Fixed Income Trading: Big Data Boost

By Carl James, Global Head of Fixed Income Trading, Pictet Asset Management

carl-jamesAccess to more data is improving the efficiency and raising the sophistication of the buyside fixed income trade execution process.

Fixed income buy-side firms increasingly have the capability to analyse data to achieve a better outcome for clients and to satisfy regulatory requirements. To some degree the reason is quite simple: until recently data was sparse, now it is becoming more and more abundant.

Banks make money when there is opacity, but regulators are forcing them to be more transparent about their activities, justify their fees and validate transaction pricing across asset classes. Moreover, sophisticated technology is getting cheaper which encourages disintermediation and disruption to traditional business models by new entrants. Banks and brokerages are compelled to respond, or else suffer shrinking market share.

The buy-side is in a similar position. The ineluctable rise of passive investing and the intrusion of robo-wealth advisers are piling pressure on established asset managers. Truly, the tectonic plates are shifting.

The technology needed to gather and make sense of the information and then derive recommendations is rapidly improving. Indeed, we have just launched a five-person trading technology team to take advantage of these new opportunities.

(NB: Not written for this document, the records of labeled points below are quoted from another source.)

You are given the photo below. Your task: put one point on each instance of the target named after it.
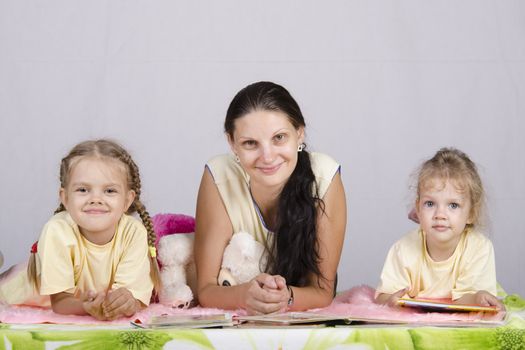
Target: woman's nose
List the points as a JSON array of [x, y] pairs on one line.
[[268, 154]]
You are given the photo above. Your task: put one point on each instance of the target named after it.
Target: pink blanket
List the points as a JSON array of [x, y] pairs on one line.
[[355, 303]]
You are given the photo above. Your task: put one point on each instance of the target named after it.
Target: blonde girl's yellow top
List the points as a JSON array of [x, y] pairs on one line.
[[233, 184], [471, 268], [67, 262]]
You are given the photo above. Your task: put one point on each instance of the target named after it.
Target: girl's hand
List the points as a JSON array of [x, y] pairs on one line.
[[92, 304], [118, 303], [391, 299], [484, 298], [266, 294]]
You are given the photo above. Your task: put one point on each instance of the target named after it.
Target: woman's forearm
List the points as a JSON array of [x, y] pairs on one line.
[[67, 304]]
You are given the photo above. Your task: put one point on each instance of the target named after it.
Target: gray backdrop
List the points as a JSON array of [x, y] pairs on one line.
[[382, 84]]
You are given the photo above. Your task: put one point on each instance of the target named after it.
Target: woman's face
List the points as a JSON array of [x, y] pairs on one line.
[[266, 144]]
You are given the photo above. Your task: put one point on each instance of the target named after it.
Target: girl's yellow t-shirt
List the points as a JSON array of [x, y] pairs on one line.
[[67, 262]]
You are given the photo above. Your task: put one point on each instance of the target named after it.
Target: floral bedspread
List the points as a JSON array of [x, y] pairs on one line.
[[511, 335]]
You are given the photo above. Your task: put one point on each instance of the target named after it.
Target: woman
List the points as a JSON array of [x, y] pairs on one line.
[[288, 199]]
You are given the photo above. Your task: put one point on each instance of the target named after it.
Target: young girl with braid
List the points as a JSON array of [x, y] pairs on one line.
[[290, 200], [92, 257]]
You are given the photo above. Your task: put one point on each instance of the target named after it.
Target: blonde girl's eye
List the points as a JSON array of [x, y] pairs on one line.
[[453, 205], [249, 144], [280, 138]]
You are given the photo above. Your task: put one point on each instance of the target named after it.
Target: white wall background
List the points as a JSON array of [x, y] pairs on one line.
[[382, 84]]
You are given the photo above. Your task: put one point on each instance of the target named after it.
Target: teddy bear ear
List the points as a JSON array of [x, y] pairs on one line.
[[167, 224], [225, 278]]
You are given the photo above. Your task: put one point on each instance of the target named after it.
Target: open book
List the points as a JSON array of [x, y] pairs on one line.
[[186, 321], [292, 318], [434, 305]]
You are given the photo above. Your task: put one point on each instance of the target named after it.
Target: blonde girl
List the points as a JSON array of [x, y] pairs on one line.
[[92, 257], [447, 256]]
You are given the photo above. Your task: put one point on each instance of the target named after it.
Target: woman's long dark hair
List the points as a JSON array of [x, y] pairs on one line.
[[293, 251]]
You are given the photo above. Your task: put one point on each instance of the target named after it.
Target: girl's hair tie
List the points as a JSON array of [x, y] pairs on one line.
[[34, 248]]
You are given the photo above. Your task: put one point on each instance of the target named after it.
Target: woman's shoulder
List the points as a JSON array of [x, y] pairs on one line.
[[224, 168], [323, 160], [323, 166]]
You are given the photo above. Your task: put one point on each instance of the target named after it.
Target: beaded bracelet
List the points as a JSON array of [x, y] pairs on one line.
[[290, 300]]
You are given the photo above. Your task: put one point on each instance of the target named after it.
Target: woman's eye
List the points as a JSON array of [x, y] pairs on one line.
[[280, 137], [249, 144], [428, 204]]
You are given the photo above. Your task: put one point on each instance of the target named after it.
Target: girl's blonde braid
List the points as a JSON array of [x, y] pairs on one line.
[[138, 207]]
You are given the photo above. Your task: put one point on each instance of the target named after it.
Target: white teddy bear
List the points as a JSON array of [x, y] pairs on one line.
[[175, 254], [242, 260]]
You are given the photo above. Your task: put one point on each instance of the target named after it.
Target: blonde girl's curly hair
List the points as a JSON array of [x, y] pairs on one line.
[[454, 165], [107, 149]]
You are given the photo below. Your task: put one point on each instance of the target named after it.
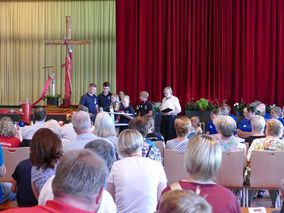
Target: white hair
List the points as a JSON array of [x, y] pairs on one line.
[[54, 126], [257, 123], [81, 121], [104, 125]]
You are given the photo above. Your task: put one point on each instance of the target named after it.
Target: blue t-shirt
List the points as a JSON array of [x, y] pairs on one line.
[[105, 101], [267, 116], [89, 101], [211, 128], [245, 125]]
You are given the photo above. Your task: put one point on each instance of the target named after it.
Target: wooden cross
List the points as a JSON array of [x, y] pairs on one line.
[[68, 59]]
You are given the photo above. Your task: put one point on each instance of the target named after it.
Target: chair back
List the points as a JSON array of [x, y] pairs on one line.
[[12, 157], [230, 174], [267, 169], [174, 166]]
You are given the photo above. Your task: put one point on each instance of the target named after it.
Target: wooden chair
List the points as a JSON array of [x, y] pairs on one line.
[[230, 174], [174, 166], [267, 170], [12, 157]]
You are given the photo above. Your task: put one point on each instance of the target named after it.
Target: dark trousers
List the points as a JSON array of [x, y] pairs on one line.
[[168, 127]]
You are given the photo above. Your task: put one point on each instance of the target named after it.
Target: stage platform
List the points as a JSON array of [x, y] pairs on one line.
[[53, 112]]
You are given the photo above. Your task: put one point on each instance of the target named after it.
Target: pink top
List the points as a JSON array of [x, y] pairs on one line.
[[221, 199]]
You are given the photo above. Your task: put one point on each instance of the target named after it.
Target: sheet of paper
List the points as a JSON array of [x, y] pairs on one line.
[[257, 210]]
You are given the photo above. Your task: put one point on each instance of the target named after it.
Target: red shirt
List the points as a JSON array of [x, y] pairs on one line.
[[10, 142], [51, 206], [220, 199]]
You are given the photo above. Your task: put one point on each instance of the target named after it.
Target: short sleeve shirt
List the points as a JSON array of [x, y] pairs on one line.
[[89, 101], [40, 176], [211, 128], [105, 101], [245, 125], [145, 108]]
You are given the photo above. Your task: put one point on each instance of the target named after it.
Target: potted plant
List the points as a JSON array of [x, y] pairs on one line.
[[52, 100]]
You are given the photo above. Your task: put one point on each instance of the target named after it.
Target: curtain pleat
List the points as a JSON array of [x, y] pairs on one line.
[[25, 25]]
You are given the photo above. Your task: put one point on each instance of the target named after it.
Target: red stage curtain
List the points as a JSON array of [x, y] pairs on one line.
[[225, 49]]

The information is generated internally and accumulated from external sources. The internal data accrues from messaging from counterparties, orders, trades and their hit ratios and a myriad other derivations and interpretations. External data, for instance, declared orders and reported trades, was previously proprietorial and therefore scarce or expensive, but is now widely available.

Although there isn’t yet a consolidated tape, measures such as the Trade Reporting and Compliance Engine (TRACE) for over-the-counter bond transactions in the US is a step in that direction. In the UK, the London Stock Exchange’s approved publication arrangement (APA) has raised the level of trade reporting in the fixed income markets, with some third party vendors now aggregating APAs. The product captures a significant part of the total market, and usually large enough to draw valid conclusions especially when used in conjunction with internal data.

Post-trade analysis is critical. As more data is available, a trader becomes better able to gauge whether they handled an order correctly (for example, a request for quote), whether they approached the best counterparty for a particular bond (through examination of hit-ratios) and whether they transacted at the optimum time in the day.

It is also worth emphasising that an important effect of the Markets in Financial Instruments Directive (MiFID) II is to ensure that a fixed income trader’s experience and intuition is underpinned by evidence. A decision to execute a trade and the process towards that decision must be seen to be rational.

Electronic and automated trading of liquid, benchmark bonds is evolving, with increasingly reliable and systematic recalibrations of constituent bond issues taking place. One obvious benefit for traders is that more bandwidth is created for them to deploy their skills and exploit their networks to concentrate on illiquid or esoteric bond issues.

Limits to machine learning effectiveness
Of course, the potential of artificial intelligence (AI) and machine learning (ML) for the trading process has attracted a lot of attention. However, despite the hype, their deployment in fund management in general is at a very early stage: there simply isn’t yet the commercial imperative for their application.

Portfolio managers might use ML to track a benchmark (either explicitly or covertly); traders might eventually find a use for ML if orders are delivered in a less sequential fashion than now. However, the fragmentary nature of the fixed income markets and, despite the proliferation of data, the still incomplete knowledge of all liquidity sources, different trading protocols, diverse instruments and partial price information inherent in an over-the-counter market limits the efficacy of ML in the trading process.

Furthermore, many bond issues trade infrequently. Although most European equities trade around 500 times a day, many bond issues rarely trade for days or even weeks. This, perhaps, is the most significant reason why ML has restricted relevance to the fixed income markets – at least, beyond the regularly traded, liquid benchmark issues which are more amenable to systematic trading.

The extensive use of algorithms caused a behavioural shift in the equities markets, by reducing the size of individual trades. Greater electronification of fixed income trading is also likely to lead to behavioural changes, as orders get focussed on more tightly defined data points and as the underlying process becomes more methodical.

The difficulty for buy-side firms is how to embrace new technologies successfully. There isn’t a standard model with an unambiguous record of success – partly because it’s too early to make an accurate assessment, and partly because many buy-side firms have historically relied (and in many cases still do) on the sell-side for technologies and systems, for instance their trading algorithms. In any case, the buy-side firms need to decide quickly – and must expect to fail as they experiment.

Ultimately, it’s only possible to solve problems and adapt to external innovations to the extent of your capabilities. As in the solution to the riddle, how do you eat an elephant? Answer: one bite at a time.